Spears, who lives in the Prince George area, said he bid $100 or so for several of the horses that went through the B.C. Livestock Co-operative Association auction.
“They look like good horses,” Spears said. “If they went cheap enough you could make a go.”
Where will the horses go?
Last month they freely roamed the area around Walhachin and Deadman Valley. Tuesday they were put through the auction ring for sale, following the weekly regular cattle auction.
The Ministry of Forests hired a contractor last month to round up the rogue horses that feed on Crown range, often chewing new bluebunch wheatgrass down to the dirt as it grows in spring. That practice can kill the plant and invite in noxious weeds.
The animals fetched between $170 and $230 at the auction. The province will not recover the cost of rounding them up and housing them from the sale.
Unused to being around people, the horses were skittish inside the auction ring as auctioneer Larry Jordan called out to bidders.
“She's a pretty one,” he remarked before starting bids on a mare. “Such a kind eye.”
Another wild-eyed gelding charged from corner to corner in the small ring:
“He can run, boys,” Jordan remarked.
Several buyers approached after the sale declined to comment. Typically feral horses are purchased for processing into pet or human food. Slaughter is illegal in the United States but horse meat is Canada's fourth largest meat export.
Mark Canart, a regular cattle buyer in Kamloops, said he didn't buy any of the feral horses Tuesday. But he said the only market is for processing — what he said is far more humane than letting animals out to starve on the range.

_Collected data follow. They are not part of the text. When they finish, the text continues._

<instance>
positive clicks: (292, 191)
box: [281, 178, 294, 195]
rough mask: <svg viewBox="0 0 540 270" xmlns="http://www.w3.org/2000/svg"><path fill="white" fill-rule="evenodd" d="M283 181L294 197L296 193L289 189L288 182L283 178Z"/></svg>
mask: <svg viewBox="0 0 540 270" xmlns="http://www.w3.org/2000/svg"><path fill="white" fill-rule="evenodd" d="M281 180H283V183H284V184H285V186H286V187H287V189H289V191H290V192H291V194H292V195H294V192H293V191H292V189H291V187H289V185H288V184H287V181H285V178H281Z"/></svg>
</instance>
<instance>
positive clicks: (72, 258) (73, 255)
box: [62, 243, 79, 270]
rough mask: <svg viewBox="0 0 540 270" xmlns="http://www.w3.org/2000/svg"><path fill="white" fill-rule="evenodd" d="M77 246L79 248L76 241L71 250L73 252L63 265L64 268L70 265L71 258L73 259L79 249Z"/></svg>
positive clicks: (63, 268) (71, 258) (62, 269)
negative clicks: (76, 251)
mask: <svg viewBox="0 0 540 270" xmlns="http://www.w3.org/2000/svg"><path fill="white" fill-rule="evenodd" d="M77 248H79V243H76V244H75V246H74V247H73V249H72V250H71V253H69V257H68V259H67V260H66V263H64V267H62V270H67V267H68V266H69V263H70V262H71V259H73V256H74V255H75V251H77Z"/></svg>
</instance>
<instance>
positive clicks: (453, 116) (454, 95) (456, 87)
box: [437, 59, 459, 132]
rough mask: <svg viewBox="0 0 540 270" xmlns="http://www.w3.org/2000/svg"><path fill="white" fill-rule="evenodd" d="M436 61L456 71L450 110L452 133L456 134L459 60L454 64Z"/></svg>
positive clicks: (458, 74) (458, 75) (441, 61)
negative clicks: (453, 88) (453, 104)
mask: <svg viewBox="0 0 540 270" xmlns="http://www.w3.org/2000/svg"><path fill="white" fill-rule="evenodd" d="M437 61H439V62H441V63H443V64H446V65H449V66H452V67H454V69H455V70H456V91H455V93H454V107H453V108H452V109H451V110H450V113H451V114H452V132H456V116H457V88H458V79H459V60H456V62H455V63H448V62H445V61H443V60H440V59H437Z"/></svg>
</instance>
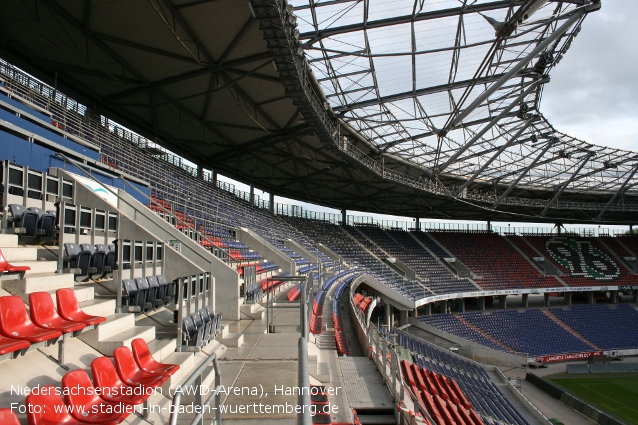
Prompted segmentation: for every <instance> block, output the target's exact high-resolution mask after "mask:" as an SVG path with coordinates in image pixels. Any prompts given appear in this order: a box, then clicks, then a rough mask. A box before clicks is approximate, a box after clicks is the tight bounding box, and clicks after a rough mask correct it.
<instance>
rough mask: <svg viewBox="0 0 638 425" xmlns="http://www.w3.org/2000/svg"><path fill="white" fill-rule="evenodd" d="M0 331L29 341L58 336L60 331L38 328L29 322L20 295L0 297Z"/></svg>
mask: <svg viewBox="0 0 638 425" xmlns="http://www.w3.org/2000/svg"><path fill="white" fill-rule="evenodd" d="M0 333H1V334H2V335H4V336H7V337H9V338H15V339H23V340H26V341H29V342H30V343H37V342H43V341H48V340H50V339H55V338H59V337H60V336H62V332H60V331H56V330H49V329H44V328H40V327H38V326H36V325H34V324H33V322H31V319H29V314H28V313H27V308H26V306H25V305H24V303H23V302H22V299H21V298H20V297H16V296H7V297H0Z"/></svg>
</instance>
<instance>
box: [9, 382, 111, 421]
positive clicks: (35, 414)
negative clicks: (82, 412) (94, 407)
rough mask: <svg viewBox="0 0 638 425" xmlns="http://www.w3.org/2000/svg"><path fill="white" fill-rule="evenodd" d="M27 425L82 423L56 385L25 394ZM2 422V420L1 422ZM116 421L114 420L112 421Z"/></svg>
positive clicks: (49, 386) (43, 387) (41, 387)
mask: <svg viewBox="0 0 638 425" xmlns="http://www.w3.org/2000/svg"><path fill="white" fill-rule="evenodd" d="M26 404H27V406H28V407H29V409H28V410H27V423H28V424H29V425H58V424H59V425H83V424H84V423H83V422H78V421H77V420H75V418H73V416H71V414H70V413H69V411H68V410H67V406H66V405H65V404H64V400H62V397H61V396H60V392H59V390H58V389H57V388H56V387H53V386H47V387H40V389H39V390H38V391H37V392H32V393H31V394H29V395H28V396H27V399H26ZM1 423H3V424H4V422H1ZM113 423H116V422H113Z"/></svg>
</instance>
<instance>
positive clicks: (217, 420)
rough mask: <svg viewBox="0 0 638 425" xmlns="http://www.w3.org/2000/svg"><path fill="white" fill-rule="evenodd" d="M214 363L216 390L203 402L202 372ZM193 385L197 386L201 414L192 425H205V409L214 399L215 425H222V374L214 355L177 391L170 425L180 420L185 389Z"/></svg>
mask: <svg viewBox="0 0 638 425" xmlns="http://www.w3.org/2000/svg"><path fill="white" fill-rule="evenodd" d="M211 362H212V363H213V368H214V369H215V388H214V390H213V391H211V394H210V396H208V398H207V399H206V401H204V402H202V395H201V388H202V372H203V371H204V369H206V367H208V365H209V364H210V363H211ZM193 383H196V385H197V393H196V394H195V400H196V402H197V404H198V405H199V406H200V407H201V408H200V409H197V410H198V411H199V413H197V415H195V417H194V418H193V420H192V421H191V425H194V424H200V423H202V424H203V418H204V408H205V407H206V406H210V403H211V402H212V401H213V397H214V398H215V408H214V409H215V425H221V410H220V408H219V406H220V404H221V395H220V391H219V390H220V389H221V373H220V370H219V363H218V362H217V355H216V354H215V353H212V354H211V355H209V356H208V357H207V358H206V359H205V360H204V361H203V362H202V363H201V364H200V365H199V367H198V368H197V369H195V371H194V372H193V373H192V374H191V376H190V377H189V378H188V379H187V380H186V382H184V383H183V384H182V385H180V386H179V387H178V388H177V390H175V395H174V396H173V400H172V401H171V410H170V413H171V416H170V419H169V424H170V425H177V421H178V419H179V407H180V406H181V401H182V397H183V396H184V389H183V388H184V387H189V386H192V385H193Z"/></svg>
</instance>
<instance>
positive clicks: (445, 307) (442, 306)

Spears said he was looking to scoop up a feral horse for $100 or so Tuesday — an opportunity that didn't happen — in an attempt to break the animal for riding.
“It would give something for the kids to do.”
Canart said a run-of-the-mill broke horse might fetch $600 to $1,000 in the auction ring. The feral horses were purchased for one-third that amount or less.
“That's all. You can buy a good broke horse. It doesn't take the time and effort to make these that.”